Everything built and deployed fine, but the sitemap was full of wrong URLs, og:image pointed nowhere, and RSS feed links were broken. The fix is straightforward: update url to your new custom domain before deploying.

url: "https://ammar-najjar.com",

This is easy to miss because the site looks correct in the browser; the broken parts are invisible unless you check the page source or run an SEO audit.
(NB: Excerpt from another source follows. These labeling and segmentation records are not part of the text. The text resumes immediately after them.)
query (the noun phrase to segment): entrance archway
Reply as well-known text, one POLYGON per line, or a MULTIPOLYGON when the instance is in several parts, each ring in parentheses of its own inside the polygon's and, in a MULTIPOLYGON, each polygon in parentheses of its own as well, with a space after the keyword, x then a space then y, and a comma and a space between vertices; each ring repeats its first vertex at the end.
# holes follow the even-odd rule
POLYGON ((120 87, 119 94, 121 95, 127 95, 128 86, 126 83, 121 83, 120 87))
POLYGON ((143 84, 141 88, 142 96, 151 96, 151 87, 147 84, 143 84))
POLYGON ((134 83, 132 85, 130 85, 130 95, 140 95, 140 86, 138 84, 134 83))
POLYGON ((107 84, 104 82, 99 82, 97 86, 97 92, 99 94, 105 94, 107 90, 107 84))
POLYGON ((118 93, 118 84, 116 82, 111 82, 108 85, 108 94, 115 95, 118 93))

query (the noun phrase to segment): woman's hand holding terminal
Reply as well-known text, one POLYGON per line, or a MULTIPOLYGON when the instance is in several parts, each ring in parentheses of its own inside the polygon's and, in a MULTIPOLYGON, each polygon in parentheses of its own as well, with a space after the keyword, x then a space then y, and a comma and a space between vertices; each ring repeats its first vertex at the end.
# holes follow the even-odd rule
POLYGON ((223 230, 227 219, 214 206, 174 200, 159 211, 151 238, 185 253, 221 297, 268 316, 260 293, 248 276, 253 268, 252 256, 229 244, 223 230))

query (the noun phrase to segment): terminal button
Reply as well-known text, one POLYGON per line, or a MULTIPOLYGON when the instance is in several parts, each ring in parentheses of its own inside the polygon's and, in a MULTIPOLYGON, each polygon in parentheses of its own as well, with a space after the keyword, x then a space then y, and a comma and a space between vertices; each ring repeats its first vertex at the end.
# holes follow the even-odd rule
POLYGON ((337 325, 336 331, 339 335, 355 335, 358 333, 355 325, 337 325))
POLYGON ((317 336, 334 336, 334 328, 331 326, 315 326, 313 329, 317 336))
Custom domain setup in Cloudflare

Once the site is live at https://<project>.pages.dev, attaching a custom domain takes three steps in the Cloudflare dashboard:

  1. Go to Workers & Pages, open your project, then Custom domains
  2. Add your domain; Cloudflare automatically creates the DNS records since both the domain and the Pages project are in the same account
  3. Wait a few minutes for the TLS certificate to provision; the domain goes live automatically

If your domain is registered elsewhere, you would need to add a CNAME record manually. Registering through Cloudflare Registrar eliminates that step entirely.

Private GitHub repository

If you plan to make your repository private after connecting it to Cloudflare Pages, you need to ensure the Cloudflare GitHub App has access to private repositories. Go to your GitHub settings under Applications, find the Cloudflare Pages app, and verify it has access to the specific repo. Without this, builds will silently fail after you flip the repo to private.

The steps, in order

If you want to do the same thing:

  1. Create a Cloudflare account
  2. Connect your GitHub repository and deploy your site from Cloudflare Pages
  3. Verify it works at https://<project>.pages.dev
  4. Make any improvements you want; this is a good moment to audit the site
  5. Buy your custom domain through Cloudflare Registrar
  6. Attach the domain to the Pages project (a few minutes, no manual DNS work)
  7. Enable redirects so all traffic goes to your custom domain

The order matters: deploy first, then buy the domain. You want to confirm the site works before spending money, and you want the Pages project to already exist when you attach the domain to it.

The old ammarnajjar.github.io URL still works; it now redirects to ammar-najjar.com. Rather than relying on a server-side redirect (which GitHub Pages doesn't offer), the site's index.tsx does the job client-side: a meta http-equiv="refresh" for crawlers, a window.location.replace() for browsers, and a visible fallback link in case both fail. The full source is on GitHub.

One number

I don't have Lighthouse scores from the old GitHub Pages setup to compare against, so I won't invent a before/after benchmark. What I can share is that Cloudflare's analytics show a cache hit rate of around 80% for this site. That means 8 out of 10 requests are served directly from Cloudflare's edge without touching the origin at all. For a static blog with mostly returning visitors and repeat page views, that's the kind of number that translates directly to faster load times globally.

Was it worth it?

Yes. The deployment workflow is simpler, the domain and hosting are in one place, and I now have preview deployments, analytics, and instant rollbacks without any extra setup.

If you're happy with GitHub Pages and have no plans to grow the site, there's no reason to move. But if you're registering a custom domain anyway, doing it through Cloudflare and pointing it at Cloudflare Pages is the path of least resistance. The migration took an afternoon, and the result is a setup I expect to stay on for the next decade.

Nine years is a good run for any tool. GitHub Pages served its purpose. The switch wasn't a rejection; it was a change in ambition.

If you're hosting a personal site today, would you still choose GitHub Pages, or would you start with Cloudflare Pages? I'm curious what trade-offs others have found.